Children with disabilities in the Middle East and North Africa often face isolation and exclusion. SAT-7 has been challenging the status quo and supporting families to help their children achieve their potential through Arabic program The Same Bench.

UNICEF estimates that one in seven children in the region – nearly 21 million – have a disability.1 While mainstream schools are required to integrate pupils with disabilities, many do not, for several reasons including a lack of resources necessary to accommodate children with additional needs.

“We saw a need in the media to address specific issues affecting the education of children with special needs in mainstream schools and what challenges they and their parents face in the process,” program producer Tamer Adly said.

Encouraging Acceptance

Each episode opens with a short drama about a difficulty a teacher is facing regarding a child with a disability. The same teacher is then seen sitting with an expert discussing the issue and receiving advice on how to handle it.

“It is necessary that the school management and teachers accept students with disabilities because other students don’t judge students with disabilities unless they see an adult doing so,” Nadia Abdullah, family rehabilitation consultant at CARITAS Egypt, said.

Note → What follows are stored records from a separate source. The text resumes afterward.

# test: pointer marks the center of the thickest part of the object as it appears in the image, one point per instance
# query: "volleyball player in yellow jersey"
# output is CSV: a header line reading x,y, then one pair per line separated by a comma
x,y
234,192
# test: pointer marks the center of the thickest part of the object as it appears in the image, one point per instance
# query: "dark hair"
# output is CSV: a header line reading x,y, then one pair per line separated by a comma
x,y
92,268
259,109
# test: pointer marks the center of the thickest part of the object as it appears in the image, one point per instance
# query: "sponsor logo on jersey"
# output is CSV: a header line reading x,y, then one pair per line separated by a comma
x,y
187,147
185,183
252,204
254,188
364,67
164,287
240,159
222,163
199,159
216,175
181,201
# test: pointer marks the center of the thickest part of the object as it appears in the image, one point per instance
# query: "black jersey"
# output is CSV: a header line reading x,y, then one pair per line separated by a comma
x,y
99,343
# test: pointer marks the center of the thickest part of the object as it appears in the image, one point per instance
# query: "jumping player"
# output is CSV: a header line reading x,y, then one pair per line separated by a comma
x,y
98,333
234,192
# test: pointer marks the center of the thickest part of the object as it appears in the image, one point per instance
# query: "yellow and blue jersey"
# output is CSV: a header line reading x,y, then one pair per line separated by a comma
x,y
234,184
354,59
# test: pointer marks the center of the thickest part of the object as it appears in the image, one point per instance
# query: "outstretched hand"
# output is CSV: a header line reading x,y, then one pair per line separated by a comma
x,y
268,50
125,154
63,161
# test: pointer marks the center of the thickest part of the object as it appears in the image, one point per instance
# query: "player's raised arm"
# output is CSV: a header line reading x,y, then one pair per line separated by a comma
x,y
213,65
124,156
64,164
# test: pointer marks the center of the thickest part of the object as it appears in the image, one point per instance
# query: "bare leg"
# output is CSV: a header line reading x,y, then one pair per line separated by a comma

She encourages parents of children with disabilities to apply for their children to go to mainstream schools because it helps to boost their potential, it encourages them to challenge themselves, and it allows them to not feel different from other students. Nadia gave an example of how the father of a blind girl insisted she join a mainstream school. After many rejections, a school finally accepted her. She rose to the top of her class, passed her exams with the highest grades, and entered college.

Supporting Parents

The Same Bench has been raising awareness about disability issues and challenging misconceptions. The program also educates and encourages families who have a child with a disability by providing guidance on how best to support their child to help them achieve their potential.

“Integration helps the student advance in their studies and try to reach the same level of study as other students,” one viewer commented.

A mother said that she implemented what she saw on the program with her children: “We put them into judo practice, and it helped them in self-defense. It also helped them in their studies and taught them to be responsible.”

Topics covered on the program include transportation for children with disabilities, success stories, autism, and prejudice against children with disabilities.

Maha Badawy, an expert on childhood and adolescence, told The Same Bench:

“Parents need to be prepared to face opposition from society in the form of looks and alienation, but they must persist in the integration process of their child because the more they persist, the less resistance there will be from society and the more acceptance of their child. This is important for their child’s well-being.”